Policies and practices which uphold apartheid in Israel have been examined by many legitimate international entities such as the United Nations Security Council and General Assembly, the International Court of Justice, and the Russell Tribunal on Palestine, to name a few.
Apartheid operates differently in the Occupied Palestinian Territories than it does in Israel. Arab Israelis (20 percent of the Israeli population) are forced to live in separate communities, attend separate schools, and shop at separate stores as per Israeli policies and regulations.
Similar to the South African Prohibition of Mixed Marriages Act, Palestinians who marry Israelis are denied citizenship or even the right to live with their family in Israel. Despite this, the Jewish Law of Return grants immigrant and residency rights to anyone who claims Jewish ancestry.
When the state of Israel was established in 1948, 700,000 Arabs were displaced and their villages destroyed – 80 percent of the total population was forced to leave their territory.
As of today there are 140,000 Palestinian Arabs living in “unrecognized villages” which are denied running water, electricity, connection to sewer systems, and public support for schools or health care.
Additionally, Arab Israelis face widely documented racial profiling and “administrative detentions” – a state of exception under which Israel has detained thousands of Palestinians without charge, trial, or other legal rights. Many South Africans have indicated fundamental similarities between the apartheid regime established there.

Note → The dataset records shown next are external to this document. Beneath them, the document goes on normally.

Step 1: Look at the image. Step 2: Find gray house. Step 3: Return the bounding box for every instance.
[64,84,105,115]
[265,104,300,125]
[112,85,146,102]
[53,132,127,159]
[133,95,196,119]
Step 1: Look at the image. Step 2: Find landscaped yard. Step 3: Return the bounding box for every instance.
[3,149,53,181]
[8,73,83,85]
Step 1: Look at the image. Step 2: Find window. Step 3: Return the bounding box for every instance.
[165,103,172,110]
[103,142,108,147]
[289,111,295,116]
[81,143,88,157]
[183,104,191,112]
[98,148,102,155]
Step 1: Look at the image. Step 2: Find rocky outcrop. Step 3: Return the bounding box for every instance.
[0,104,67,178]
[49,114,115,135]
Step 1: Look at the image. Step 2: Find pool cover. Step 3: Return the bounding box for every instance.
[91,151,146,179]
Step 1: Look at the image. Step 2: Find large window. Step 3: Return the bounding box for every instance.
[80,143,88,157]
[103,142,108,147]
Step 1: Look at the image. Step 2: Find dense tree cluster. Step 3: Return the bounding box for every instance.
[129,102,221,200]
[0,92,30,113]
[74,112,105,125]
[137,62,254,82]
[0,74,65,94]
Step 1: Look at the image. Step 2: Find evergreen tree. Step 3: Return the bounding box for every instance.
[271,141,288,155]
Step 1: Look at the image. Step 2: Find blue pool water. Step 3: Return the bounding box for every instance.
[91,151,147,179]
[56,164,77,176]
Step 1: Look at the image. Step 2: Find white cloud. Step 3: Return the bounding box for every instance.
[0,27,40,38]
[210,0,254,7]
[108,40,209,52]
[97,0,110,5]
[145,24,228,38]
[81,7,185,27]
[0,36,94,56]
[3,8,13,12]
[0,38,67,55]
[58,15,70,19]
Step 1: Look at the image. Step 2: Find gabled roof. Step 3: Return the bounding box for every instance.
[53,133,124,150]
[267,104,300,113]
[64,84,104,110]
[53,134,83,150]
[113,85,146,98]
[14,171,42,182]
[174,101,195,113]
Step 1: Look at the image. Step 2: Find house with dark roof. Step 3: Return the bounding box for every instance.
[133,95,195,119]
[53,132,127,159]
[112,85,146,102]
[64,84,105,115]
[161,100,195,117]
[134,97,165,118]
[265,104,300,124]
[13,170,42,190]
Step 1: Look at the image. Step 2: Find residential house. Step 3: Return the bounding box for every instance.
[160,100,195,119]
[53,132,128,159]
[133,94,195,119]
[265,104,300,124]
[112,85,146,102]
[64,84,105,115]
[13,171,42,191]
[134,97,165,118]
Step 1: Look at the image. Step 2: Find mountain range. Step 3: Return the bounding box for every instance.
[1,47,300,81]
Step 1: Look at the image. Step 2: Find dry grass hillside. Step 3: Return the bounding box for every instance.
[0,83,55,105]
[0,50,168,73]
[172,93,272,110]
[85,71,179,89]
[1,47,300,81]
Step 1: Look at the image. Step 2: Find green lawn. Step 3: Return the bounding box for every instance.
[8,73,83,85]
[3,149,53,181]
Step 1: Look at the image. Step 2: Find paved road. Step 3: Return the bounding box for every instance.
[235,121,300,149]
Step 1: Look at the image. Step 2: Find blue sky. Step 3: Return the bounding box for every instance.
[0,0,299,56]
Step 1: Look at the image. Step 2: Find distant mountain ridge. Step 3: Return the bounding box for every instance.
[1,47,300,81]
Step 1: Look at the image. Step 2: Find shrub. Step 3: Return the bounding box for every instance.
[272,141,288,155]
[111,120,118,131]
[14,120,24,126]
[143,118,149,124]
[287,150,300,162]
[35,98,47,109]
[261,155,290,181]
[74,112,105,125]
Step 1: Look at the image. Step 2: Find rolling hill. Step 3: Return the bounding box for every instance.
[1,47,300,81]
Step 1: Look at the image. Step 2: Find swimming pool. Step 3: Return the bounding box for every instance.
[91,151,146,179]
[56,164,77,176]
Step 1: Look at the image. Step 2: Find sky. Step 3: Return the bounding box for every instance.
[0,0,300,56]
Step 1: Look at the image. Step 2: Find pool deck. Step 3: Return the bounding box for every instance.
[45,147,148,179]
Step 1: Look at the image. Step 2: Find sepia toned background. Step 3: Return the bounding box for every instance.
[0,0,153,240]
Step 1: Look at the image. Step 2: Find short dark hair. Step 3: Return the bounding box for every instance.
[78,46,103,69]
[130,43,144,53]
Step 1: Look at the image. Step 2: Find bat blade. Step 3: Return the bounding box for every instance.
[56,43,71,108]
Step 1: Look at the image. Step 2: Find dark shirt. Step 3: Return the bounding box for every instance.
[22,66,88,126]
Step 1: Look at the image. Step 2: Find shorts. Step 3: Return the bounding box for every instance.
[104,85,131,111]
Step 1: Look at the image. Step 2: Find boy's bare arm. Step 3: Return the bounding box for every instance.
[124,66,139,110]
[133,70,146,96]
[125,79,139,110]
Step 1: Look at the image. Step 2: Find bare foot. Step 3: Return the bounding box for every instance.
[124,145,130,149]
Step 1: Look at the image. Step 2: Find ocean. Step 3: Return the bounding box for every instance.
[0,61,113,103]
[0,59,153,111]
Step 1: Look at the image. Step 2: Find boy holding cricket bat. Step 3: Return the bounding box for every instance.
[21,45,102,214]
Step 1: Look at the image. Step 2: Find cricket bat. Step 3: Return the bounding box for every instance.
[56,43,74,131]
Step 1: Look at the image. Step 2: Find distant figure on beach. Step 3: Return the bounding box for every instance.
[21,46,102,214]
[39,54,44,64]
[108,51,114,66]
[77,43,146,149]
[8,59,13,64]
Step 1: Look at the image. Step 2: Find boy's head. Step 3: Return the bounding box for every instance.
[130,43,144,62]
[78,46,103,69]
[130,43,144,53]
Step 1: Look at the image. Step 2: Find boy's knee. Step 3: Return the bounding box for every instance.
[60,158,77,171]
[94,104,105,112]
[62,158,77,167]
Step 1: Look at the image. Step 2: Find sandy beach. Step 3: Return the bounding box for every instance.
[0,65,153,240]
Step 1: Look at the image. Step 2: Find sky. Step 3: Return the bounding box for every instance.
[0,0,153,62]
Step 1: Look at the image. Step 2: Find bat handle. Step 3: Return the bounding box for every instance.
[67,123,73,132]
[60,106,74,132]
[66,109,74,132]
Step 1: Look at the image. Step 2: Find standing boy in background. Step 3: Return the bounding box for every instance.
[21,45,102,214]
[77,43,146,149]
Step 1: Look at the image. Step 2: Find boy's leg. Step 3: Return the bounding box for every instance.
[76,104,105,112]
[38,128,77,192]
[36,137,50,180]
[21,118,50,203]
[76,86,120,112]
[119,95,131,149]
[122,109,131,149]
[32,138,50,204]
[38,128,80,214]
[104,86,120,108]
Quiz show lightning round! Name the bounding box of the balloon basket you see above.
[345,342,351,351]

In the Occupied Palestinian Territories (OPT), the Palestinian people face a far more intensified regime of apartheid. Israel has been building settlements in the West Bank since 1967, which have been deemed illegal by international law, as they violate many different human rights and wartime conventions.

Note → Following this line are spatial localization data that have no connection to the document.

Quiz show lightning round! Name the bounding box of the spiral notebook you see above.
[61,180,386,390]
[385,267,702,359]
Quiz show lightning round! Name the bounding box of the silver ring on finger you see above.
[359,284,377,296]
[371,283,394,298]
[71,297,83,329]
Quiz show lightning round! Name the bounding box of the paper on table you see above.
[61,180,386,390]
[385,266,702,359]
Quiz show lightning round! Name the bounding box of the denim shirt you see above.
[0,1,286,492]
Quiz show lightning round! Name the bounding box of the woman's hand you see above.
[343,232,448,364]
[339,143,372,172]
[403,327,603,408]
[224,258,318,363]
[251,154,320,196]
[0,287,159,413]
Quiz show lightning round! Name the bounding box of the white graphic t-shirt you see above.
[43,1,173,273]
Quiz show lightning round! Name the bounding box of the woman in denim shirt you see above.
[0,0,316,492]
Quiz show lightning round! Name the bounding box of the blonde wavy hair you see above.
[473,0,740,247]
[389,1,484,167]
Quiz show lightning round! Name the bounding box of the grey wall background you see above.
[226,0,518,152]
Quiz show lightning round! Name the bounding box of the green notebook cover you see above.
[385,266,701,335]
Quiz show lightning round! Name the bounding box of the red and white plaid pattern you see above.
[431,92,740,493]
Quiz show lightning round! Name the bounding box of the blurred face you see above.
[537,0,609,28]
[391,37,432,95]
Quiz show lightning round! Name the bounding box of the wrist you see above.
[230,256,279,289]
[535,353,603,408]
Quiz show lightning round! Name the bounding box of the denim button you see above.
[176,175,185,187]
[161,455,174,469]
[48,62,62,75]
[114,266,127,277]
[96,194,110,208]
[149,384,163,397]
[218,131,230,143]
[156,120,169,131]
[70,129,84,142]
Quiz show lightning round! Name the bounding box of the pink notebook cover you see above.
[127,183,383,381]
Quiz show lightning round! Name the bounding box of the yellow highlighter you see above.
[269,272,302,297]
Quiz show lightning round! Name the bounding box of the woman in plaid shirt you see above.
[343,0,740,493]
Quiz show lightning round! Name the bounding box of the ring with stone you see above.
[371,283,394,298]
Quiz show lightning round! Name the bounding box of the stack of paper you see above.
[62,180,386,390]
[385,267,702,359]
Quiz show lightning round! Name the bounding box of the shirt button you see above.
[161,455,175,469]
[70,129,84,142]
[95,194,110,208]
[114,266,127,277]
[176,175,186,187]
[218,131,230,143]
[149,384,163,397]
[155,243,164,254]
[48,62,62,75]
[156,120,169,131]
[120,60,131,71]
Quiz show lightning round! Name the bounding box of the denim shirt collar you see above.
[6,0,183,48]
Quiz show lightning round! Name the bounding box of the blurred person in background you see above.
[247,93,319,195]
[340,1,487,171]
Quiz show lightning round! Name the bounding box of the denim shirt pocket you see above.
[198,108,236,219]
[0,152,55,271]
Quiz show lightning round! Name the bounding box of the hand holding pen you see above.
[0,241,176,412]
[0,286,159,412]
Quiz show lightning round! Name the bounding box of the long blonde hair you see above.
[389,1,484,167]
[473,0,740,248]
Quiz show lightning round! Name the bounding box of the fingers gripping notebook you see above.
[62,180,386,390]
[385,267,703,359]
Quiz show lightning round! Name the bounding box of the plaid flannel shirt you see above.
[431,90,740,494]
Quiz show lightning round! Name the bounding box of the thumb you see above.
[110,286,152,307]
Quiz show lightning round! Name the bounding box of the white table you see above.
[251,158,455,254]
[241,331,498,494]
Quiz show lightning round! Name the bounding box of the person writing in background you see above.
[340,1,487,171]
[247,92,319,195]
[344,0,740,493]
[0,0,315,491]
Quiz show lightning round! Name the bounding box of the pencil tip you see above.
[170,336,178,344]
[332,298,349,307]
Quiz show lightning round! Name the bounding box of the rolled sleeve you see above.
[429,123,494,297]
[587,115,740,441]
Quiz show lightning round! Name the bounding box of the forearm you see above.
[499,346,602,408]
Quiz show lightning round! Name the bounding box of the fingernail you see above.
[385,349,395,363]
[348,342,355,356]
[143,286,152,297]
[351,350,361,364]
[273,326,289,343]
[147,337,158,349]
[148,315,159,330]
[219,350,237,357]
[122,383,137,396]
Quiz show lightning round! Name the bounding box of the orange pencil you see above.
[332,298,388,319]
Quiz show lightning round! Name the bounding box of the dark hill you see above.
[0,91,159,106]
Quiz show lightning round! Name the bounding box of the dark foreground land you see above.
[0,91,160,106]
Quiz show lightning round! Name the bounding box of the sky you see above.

Whereas Israelis living in settlements in the West Bank have all the privileges of Civil Law, Palestinians living in the OPT are under Military Law and thus face the constant threat of arrest and detention without charge and can be held indefinitely; Israel’s abuse of this has resulted in tens of thousands of political prisoners without legal rights.
In order to build these settlements and associated infrastructure, Israel has demolished 25,000 Palestinian homes, resulting in 160,000 internally displaced Palestinians.
Furthermore, Palestinians live in ghettoized, isolated cantons where all resources are controlled by Israeli Defence Forces and there is no physical movement without Israeli permission.
As these illegal settlements are disparately spread all across the West Bank, they are connected by Jewish-only super highways, which Palestinians are banned from traveling on. Palestinians are forced to travel by roads that are systematically patrolled by 500 military check-points which require Palestinians to carry special ID cards. South Africans were also patrolled in this way.
Under this system, traveling from downtown Peterborough to Trent University would take approximately 4 hours, and many travelers would randomly be denied passage for arbitrary reasons.
According to comments made recently by Noam Chomsky, the Gaza Strip is the “the world’s largest open air prison – where 1.5 million Palestinians live on 140-square-mile strip of land where they are subject to random terror and arbitrary punishment, with no purpose other than to humiliate and degrade.”
Borders are militarily controlled, whereby food, water, and other resource aid are only permitted entry based on reduced daily caloric estimates for the population. The siege on Gaza culminated in 2008-09, when Israel launched Operation Cast Lead where an estimated 1,400 Gazans were killed, many of whom were women and children; 13 Israelis were killed.
It can easily be seen that the way to ensure the security of the people of Israel is not to treat Arab-Israelis and Palestinians in the Occupied Territories as people who can be denied their rights, even senselessly murder en masse.
Many Israeli and Jewish groups are working actively to end Israeli Apartheid such as B’Tselem, Jewish Voice for Peace, Rabbis for Palestine, and the Israeli Committee against House Demolitions.
In order to take a stand against Israeli Apartheid, the Trent Central Student Association adopted a policy of Boycott, Divestment, and Sanction against Israel at their Annual General Meeting which will remain in place until the Apartheid regime is dismantled and peaceful resolution reached.